In a video that has gone viral, a white school board member in Baton Rouge gets scolded by a Black activist who is fed up with her defending a high school being named after General Robert E. Lee — and apparently shopping online during a recent board meeting.
Connie Bernard, a member of the East Baton Rouge Parish School Board, had to apologize on Friday for defending the Confederate solider after getting called out by activist Gary Chambers.
Swearing to be part of the solution, Bernard essentially apologized for being a racist after she defended and voted in the past to uphold Lee’s namesake.
READ MORE: Robert E. Lee high school name change brings students to tears
On Thursday, a unanimous vote got passed to change the name of Robert E. Lee High School, which got shortened to Lee High after a similar backlash in 2016.
However, for Bernard, the decision was a tough one, considering she once said that parents and students triggered by the school’s name did not know their history.
“I would hope that they would learn a little bit more about General Lee, because General Lee inherited a large plantation and he was tasked with the job of doing something with those people who lived in bondage to that plantation, the slaves, and he freed them,” Bernard said.

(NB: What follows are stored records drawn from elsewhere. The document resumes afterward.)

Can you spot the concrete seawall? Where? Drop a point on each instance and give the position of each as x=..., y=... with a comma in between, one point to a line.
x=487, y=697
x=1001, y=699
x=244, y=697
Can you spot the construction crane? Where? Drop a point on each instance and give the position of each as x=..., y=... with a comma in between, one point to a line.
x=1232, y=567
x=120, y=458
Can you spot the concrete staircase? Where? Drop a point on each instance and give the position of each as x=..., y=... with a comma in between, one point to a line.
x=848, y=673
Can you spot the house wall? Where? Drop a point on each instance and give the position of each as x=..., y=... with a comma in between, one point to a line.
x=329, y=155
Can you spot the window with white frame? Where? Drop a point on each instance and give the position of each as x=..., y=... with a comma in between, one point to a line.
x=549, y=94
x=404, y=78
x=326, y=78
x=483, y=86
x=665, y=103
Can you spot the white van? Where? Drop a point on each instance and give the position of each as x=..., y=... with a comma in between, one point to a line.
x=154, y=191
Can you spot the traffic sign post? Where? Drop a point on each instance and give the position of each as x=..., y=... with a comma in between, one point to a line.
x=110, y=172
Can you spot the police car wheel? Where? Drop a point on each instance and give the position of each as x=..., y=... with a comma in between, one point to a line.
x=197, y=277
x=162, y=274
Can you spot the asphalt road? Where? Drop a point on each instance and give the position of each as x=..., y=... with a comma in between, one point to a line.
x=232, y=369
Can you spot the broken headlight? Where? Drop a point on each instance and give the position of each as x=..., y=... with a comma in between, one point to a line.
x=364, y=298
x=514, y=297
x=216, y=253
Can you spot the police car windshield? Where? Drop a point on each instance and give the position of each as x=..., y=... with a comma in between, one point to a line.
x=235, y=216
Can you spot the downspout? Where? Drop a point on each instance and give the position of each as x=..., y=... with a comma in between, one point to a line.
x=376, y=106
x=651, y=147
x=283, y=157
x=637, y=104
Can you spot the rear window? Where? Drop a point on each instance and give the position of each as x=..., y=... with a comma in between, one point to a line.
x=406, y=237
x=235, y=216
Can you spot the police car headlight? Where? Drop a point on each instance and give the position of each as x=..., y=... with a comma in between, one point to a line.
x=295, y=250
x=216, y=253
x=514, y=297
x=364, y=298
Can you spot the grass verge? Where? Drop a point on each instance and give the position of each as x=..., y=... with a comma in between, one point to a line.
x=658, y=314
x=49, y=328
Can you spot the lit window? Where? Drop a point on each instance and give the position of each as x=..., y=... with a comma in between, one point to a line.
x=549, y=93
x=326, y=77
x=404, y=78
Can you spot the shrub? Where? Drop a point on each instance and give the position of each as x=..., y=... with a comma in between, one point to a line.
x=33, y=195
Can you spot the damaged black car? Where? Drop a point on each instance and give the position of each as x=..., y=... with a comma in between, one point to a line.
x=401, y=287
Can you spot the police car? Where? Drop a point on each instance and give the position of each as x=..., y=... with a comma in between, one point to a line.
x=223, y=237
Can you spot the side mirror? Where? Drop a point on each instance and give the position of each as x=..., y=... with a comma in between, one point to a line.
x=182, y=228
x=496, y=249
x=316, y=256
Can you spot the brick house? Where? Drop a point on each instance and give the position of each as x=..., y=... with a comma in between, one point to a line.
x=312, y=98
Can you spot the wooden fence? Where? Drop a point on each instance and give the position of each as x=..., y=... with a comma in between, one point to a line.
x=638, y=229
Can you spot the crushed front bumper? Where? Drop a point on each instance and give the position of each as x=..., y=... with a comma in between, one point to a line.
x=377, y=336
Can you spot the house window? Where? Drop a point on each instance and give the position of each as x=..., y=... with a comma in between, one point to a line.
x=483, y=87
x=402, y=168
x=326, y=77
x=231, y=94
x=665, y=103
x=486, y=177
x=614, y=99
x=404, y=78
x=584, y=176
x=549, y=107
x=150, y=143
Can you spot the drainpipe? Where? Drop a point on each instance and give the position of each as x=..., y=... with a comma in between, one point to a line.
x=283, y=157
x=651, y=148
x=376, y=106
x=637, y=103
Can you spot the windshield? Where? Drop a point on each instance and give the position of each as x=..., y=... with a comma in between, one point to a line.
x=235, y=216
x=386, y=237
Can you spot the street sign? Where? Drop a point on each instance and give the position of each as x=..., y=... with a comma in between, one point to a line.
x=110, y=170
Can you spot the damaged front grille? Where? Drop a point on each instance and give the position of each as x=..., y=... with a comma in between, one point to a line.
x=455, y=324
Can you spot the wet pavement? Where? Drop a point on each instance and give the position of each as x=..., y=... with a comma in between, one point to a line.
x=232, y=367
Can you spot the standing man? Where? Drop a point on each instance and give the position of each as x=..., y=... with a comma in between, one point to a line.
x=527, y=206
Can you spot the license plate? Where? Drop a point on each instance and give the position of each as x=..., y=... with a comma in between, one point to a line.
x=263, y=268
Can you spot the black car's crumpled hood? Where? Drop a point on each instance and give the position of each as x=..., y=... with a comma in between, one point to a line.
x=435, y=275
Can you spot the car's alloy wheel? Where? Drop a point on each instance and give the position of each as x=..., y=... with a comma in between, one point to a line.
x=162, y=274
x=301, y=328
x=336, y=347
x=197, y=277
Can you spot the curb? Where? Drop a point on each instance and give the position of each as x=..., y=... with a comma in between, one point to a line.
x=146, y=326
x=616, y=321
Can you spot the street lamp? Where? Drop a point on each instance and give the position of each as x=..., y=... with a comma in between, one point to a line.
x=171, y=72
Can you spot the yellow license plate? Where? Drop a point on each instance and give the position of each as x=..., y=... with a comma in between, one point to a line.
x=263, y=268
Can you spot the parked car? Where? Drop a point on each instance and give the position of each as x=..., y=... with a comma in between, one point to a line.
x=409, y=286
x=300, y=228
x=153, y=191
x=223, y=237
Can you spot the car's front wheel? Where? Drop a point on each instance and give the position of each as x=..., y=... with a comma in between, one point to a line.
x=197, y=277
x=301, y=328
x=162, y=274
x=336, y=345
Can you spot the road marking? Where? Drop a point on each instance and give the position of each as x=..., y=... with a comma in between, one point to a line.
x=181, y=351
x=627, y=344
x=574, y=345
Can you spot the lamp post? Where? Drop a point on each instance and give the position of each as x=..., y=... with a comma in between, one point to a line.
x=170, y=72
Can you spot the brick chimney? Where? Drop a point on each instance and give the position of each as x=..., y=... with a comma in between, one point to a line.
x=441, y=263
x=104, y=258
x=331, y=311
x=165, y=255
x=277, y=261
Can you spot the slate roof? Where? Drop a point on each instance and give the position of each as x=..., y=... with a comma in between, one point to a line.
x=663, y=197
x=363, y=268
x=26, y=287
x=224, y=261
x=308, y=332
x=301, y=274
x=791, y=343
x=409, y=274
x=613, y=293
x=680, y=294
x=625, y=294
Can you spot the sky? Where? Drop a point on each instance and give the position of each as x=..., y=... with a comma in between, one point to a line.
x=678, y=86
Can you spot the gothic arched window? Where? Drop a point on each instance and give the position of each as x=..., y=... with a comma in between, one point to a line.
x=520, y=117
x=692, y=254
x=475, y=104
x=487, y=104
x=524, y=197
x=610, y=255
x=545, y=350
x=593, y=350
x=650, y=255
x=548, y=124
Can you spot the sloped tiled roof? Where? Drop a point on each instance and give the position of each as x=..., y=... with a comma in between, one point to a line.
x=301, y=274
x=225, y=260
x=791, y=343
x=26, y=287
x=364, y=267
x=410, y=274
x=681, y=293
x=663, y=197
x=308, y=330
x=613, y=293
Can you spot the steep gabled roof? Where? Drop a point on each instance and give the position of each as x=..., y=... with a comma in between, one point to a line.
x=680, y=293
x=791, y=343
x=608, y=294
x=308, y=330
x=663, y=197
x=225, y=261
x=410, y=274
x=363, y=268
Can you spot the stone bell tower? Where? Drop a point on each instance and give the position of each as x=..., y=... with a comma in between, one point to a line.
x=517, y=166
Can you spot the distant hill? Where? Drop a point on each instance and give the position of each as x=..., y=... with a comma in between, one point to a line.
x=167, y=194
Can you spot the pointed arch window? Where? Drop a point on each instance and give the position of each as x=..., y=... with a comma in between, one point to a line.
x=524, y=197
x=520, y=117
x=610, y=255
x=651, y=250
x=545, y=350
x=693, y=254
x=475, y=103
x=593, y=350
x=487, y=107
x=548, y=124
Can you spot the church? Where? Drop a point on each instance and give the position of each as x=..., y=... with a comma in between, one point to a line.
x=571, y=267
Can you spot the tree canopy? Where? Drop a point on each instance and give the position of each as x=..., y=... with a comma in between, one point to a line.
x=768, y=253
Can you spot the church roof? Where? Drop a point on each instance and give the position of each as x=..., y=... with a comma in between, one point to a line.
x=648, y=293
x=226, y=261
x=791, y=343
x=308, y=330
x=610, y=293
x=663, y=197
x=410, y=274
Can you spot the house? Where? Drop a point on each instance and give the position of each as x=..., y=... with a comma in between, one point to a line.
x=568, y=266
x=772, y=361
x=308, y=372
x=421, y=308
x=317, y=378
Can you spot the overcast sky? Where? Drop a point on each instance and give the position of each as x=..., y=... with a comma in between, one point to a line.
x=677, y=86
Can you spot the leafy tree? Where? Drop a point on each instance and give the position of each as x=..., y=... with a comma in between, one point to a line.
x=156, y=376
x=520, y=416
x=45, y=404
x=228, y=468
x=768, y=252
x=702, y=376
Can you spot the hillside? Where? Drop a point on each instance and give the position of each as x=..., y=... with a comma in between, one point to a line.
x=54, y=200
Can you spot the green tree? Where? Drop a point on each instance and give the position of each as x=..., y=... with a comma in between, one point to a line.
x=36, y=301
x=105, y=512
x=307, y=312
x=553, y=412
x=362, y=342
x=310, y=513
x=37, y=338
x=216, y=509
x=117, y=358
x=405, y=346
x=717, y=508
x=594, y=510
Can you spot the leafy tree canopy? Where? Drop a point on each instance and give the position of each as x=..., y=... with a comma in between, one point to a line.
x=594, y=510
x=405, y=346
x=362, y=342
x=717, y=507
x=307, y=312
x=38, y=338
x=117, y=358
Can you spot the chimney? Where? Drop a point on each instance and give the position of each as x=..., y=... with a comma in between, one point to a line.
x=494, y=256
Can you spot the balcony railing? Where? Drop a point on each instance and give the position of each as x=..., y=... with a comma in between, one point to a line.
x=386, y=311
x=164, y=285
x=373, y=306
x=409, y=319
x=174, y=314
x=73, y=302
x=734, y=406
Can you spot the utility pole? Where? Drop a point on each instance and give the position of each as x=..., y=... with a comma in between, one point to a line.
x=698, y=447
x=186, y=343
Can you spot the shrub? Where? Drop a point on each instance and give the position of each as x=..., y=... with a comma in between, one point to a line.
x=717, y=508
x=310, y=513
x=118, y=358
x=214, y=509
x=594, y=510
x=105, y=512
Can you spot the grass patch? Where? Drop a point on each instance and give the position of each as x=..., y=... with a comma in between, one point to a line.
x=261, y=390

On the contrary, people who opposed the name did know who General Lee was.
“When he got the plantation after he got off the field with 27,000 people dying at Gettysburg. Robert E Lee was a brutal slavemaster,” Chambers, the publisher of The Rouge Collection, a Black-owned, urban media platform in Baton Rouge. “Not only would he whoop the slaves, he said, ‘Lay it on ‘em hard.’ After he said that, he said, ‘Put brine on them.’”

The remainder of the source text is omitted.